Campeão brasileiro invicto, em 1979 No Inter, Mauro fez história. Ganhou o apelido de Pastor devido à sua religiosidade e para melhor identifição, pois o Inter já tinha o Mauro Galvão. O Tricampeão invicto brasileiro em 1979 foi sua maior conquista. Formou com Mauro Galvão uma zaga imbatível. Tetracampeão gaúcho, Mauro diz que o Inter o trata com respeito. "Sempre quando ocorrem encontros de ex-atletas sou convidado. Retornei a Porto Alegre em várias oportunidades. Eles valorizam muito os campeões", relata Mauro. Em 1980, Mauro Pastor subiu o mais alto degrau de sua carreira: convocado por Telê Santana, vestiu a amarelinha em três jogos e participou no banco em mais três. Uma contusão prejudicou uma futura convocação para a Copa da Espanha, de 1982. Mauro ainda disputou uma final da Libertadores e ficou vice-campeão, em 1980, perdendo para o Nacional, do uruguaio Rodolfo Rodrigues.

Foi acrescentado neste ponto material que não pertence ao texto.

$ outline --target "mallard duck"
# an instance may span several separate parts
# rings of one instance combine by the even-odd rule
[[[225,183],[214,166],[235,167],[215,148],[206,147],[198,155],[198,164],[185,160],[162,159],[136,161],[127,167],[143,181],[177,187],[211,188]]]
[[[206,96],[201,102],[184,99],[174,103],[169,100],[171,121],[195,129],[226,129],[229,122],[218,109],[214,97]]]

Passou pelo Colorado PR, sendo vice-campeão paranaense de 1984, até retornar novamente para a Ferroviária, onde conseguiu disputar as semifinais do Paulista contra a Portuguesa. Com uma belíssima campanha, a Locomotiva conseguiu o quarto lugar no Paulistão de 1985, o segundo melhor da história do clube. "A Ferroviária tinha que se impor e apresentar um refinado toque na bola, afinal fomos a "Academia do Interior" e a Fonte Luminosa nosso palco preferido", fala Mauro, relembrando os bons tempos. Atuou ainda pelo Comercial, de Ribeirão Preto, e Independente, de Limeira.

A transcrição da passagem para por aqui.